Suppose there are two independent events whose probability is 0.1 or 1 in 10. If these were the only two events in the set, the sample space of all possibilities could be represented by the random generation of a two-digit number. "0" denotes an occurrence; "N" denotes anything from 1-9 and non-occurrence; "A" denotes any outcome from 0-9. So occurrence of both events requires a 00 and has 0.01 or 1 in 100 probability as expected.

If the set contains three events, the possibilities for at least two probability 0.1 events includes 00N, 0N0, N00 and 000 which is 3x9+1=28 from a total of 1,000 possibilities. With a four-element set, the 10,000 combinations offers 00NN, 0N0N, 0NN0, N00N, N0N0, NN00, 000N, 00N0, 0N00, N000, and 0000 which is 6x9^2 + 4x9^1 + 1x9^0 = 523. A five-element set offers 00NNN, 0N0NN, 0NN0N, 0NNN0, N00NN, N0N0N, N0NN0, NN00N, NN0N0, NNN00, 000NN, 00N0N, 00NN0, 0N00N, 0N0N0, 0NN00, N000N, N00N0, N0N00, NN000, 0000N, 000N0, 00N00, 0N000, N0000, 00000 which totals 10x9^3 + 10x9^2 + 5x9^1 + 1x9^0 = 8,146 from 100,000.

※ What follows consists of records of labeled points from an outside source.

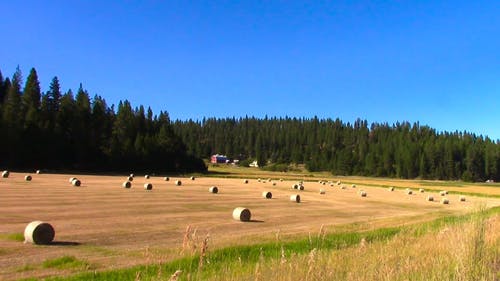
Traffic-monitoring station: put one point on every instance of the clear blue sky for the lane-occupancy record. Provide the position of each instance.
(436, 62)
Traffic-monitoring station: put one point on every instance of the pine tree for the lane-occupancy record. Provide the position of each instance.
(31, 99)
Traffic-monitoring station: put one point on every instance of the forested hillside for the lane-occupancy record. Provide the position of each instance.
(401, 150)
(53, 130)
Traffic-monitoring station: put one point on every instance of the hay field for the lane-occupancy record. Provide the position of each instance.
(109, 226)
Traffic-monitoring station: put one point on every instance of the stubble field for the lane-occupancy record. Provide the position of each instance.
(110, 227)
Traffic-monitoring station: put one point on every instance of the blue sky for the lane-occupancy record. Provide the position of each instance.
(436, 62)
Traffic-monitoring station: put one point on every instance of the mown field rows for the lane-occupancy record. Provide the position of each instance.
(110, 227)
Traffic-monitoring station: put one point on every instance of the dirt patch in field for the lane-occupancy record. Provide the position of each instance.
(109, 226)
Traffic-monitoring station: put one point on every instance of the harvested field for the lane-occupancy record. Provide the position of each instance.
(110, 227)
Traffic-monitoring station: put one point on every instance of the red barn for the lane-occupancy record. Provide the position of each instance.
(218, 159)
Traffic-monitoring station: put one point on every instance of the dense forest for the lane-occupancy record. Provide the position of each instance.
(63, 131)
(52, 130)
(402, 150)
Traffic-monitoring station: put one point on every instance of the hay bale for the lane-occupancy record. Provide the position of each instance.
(242, 214)
(38, 232)
(267, 195)
(295, 198)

A six-element set offers 00NNNN, 0N0NNN, 0NN0NN, 0NNN0N, 0NNNN0, N00NNN, N0N0NN, N0NN0N, N0NNN0, NN00NN, NN0N0N, NN0NN0, NNN00N, NNN0N0, NNNN00, 000NNN, 00N0NN, 00NN0N, 00NNN0, 0N00NN, 0N0N0N, 0N0NN0, 0NN00N, 0NN0N0, 0NNN00, N000NN, N00N0N, N00NN0, N0N00N, N0N0N0, N0NN00, NN000N, NN00N0, NN0N00, NNN000, 0000NN, 000N0N, 000NN0, 00N00N, 00N0N0, 00NN00, 0N000N, 0N00N0, 0N0N00, 0NN000, N0000N, N000N0, N00N00, N0N000, NN0000, 00000N, 0000N0, 000N00, 00N000, 0N0000, N00000, 000000 which totals 15*9^4 + 20*9^3 + 15*9^2 + 6*9^1 + 1*9^0 = 114,265 from 1,000,000.

With 4 events from a set of nine, for example, there are 126 combinations of four zeros and five Ns, 126 of five zeros and four Ns, 84 of six zeros and three Ns, 36 of seven zeros and two Ns, 9 of eight zeros and a single N, and one combination of nine zeros. Allowing for the descending powers of nine, this totals 8,331,094 combinations from a sample space of one billion.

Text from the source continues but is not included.